J
JustaServant
Guest
I’d like to return to the OP’s question.How do you feel about atheists? Do you pity them? Hope for them? Argue with them? Pray for them?
For about a decade I worked with, and later for, a self-described atheist named Rodney.
Rodney was a very intelligent black man with a background in the air force. I was a conservative Baptist in those days, so we had many spirited conversations.
On the positive side, Rodney taught me how to ask questions. How to ask them in such a way that it forced me dig deeper into my intellect and use rationality. In some ways, a piece of why I abandoned fundamentalism and became a Catholic again, I owe to him and those many talks we had. He also had an ethical nature that was, sorry to say, superior to the ‘born-again’ Christian supervisor he replaced. He wasn’t anti-Church, he just disliked hypocrisy. More than a few times I remember his reaction to the stupidity of employees by looking up and saying to the Deity he did not believe in “See? This is why I don’t believe!”
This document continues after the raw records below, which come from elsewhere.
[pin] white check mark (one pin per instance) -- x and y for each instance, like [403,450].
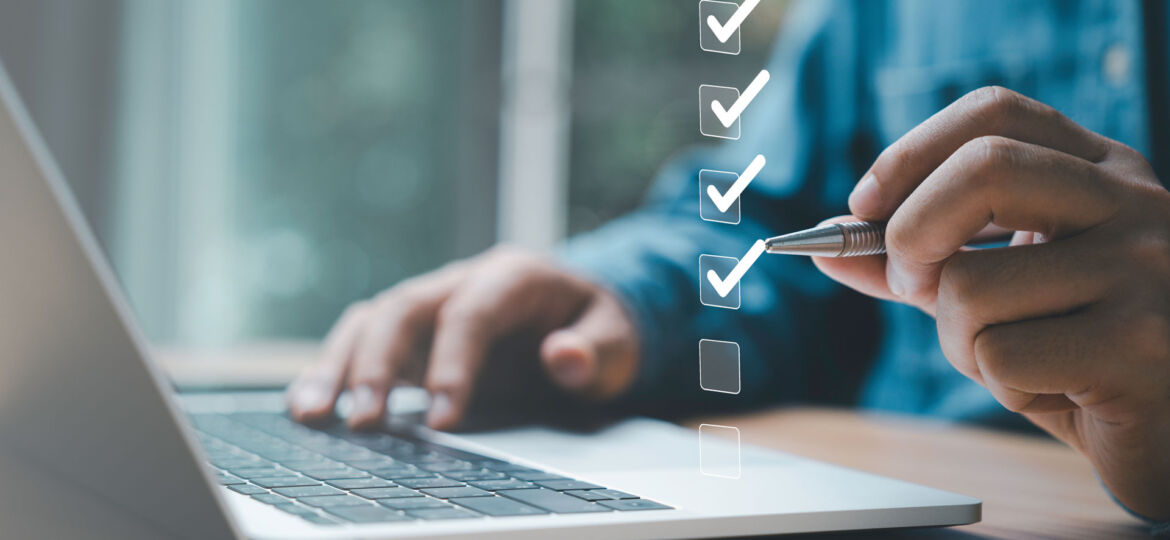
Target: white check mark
[724,32]
[724,286]
[723,201]
[727,117]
On the negative side, Rodney never seemed to have any joy in his life. He went from one woman to the next without ever finding happiness with another human being. He had a negativity that was eating away at him. He had nothing to ‘latch onto’, no source of stability or permanence. His mother was a Christian who often prayed for him
Rodney died four years ago. I had lost touch with him after moving. I still occasionally remember Rodney when I pray the Rosary.
And I hope his mother never stopped praying either.